On March 13, the League of Women Voters held its Candidate Forum for the D214 election.  Due to the number of candidates and the one hour length, each candidate had very little time to answer questions posed, but I want to revisit it nonetheless for the key question asked of each candidate:  what are your priorities?  You can see my response at about the 33 minute mark, as posted on YouTube.

Here are all the responses, by candidate:

Millie Palmer

  1. With the return to in-school, focus on social and emotional learning.
  2. Diversity, equity, and inclusion.
  3. Technology and communication in the district.

Richard Menninga

  1. Open schools — and keeping schools open.
  2. Make up for lost learning-year.
  3. Massive budget issues, due to track closing, unemployment, etc.

Lenny Walker

  1. Safe schools/safe spaces/welcoming and supporting, drug-free.
  2. Social and emotional learning.
  3. DEI plan.
  4. Balanced budget.

Jackie Ryan

  1. Regain in-person instruction as robust and safely as possible for all students.
  2. Equity and safe schools.
  3. Fiscal responsibility/cost savings/reduce administrative costs.

Mark Hineman

  1. Choices available for students and parents for return-to-school, and in general.
  2. Finances are solid.
  3.  No third priority?

Andrea Rauch

  1. Maintaining safety and security of all students using CARES Act money.
  2. Creating inclusive environment for students & staff.
  3. Social and emotional needs, e.g., students not returning to school for economic reasons.

Tony Rosselli

  1. Get schools open and keep them open.
  2. Technology re-evaluation/zoom is not robust.
  3. Re-evaluate the budget.

Elizabeth Bauer — yes, me!

  1. Find means of enabling continuing home learning as needed while eliminating the requirement that teachers divide their time.
  2. Address achievement disparities by demographics.
  3. Evaluate whether there is an appropriate balance between career pathways and fine arts.

Do you, as I do, find it a bit rich that after 14 years of complete control over the School Board, the Supporters of District 214 Slate has now “discovered” their new issue of DEI, which they might have, oh, say, sought to address at any point in the past 14 years?

Do you wonder whether Walker and Hineman have problems with counting to three?

Do you question what the “Slate” candidates have in mind with “social and emotional learning,” particularly since the one school with a “slot” in its school day for this, RMHS with its “Seminar” class, has had it removed?

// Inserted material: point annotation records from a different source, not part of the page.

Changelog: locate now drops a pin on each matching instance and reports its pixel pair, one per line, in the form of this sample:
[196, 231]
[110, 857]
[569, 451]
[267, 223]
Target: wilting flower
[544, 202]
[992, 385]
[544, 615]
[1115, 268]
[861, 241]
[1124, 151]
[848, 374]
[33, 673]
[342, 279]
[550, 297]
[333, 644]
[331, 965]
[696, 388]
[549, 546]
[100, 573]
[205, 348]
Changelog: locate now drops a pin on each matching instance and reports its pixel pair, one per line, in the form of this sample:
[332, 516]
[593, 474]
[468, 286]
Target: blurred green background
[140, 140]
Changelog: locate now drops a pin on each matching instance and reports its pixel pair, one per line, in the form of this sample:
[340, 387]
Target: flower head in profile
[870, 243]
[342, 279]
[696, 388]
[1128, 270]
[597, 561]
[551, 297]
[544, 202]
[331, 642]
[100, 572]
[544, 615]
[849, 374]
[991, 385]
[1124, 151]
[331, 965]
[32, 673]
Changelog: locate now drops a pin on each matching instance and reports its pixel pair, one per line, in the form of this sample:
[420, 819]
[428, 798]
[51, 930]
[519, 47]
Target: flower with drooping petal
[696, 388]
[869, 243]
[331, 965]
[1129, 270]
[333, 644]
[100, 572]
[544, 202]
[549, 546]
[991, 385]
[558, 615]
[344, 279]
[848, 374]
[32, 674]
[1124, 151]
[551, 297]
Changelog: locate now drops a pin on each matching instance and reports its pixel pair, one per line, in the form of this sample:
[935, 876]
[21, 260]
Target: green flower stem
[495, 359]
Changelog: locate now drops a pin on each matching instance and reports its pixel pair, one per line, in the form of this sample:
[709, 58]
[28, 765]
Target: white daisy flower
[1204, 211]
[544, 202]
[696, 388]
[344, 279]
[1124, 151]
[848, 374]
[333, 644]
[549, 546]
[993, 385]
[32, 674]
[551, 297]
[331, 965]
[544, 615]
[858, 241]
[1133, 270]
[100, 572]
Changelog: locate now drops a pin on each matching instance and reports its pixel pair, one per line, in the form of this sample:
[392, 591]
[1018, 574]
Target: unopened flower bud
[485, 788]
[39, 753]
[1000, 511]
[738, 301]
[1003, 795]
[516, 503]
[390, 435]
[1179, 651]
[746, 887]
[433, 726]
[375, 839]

In any event, I will remind readers that these are, indeed, my concerns outside of the governance and transparency issues so connected  up with the school closings: the short-term concern of getting at-home and in-person learning right, and the longer-term issues of working on achievement disparities plus keeping career pathways and the desire for “top achievement” balanced with students’ other needs, the fine arts, and other programs.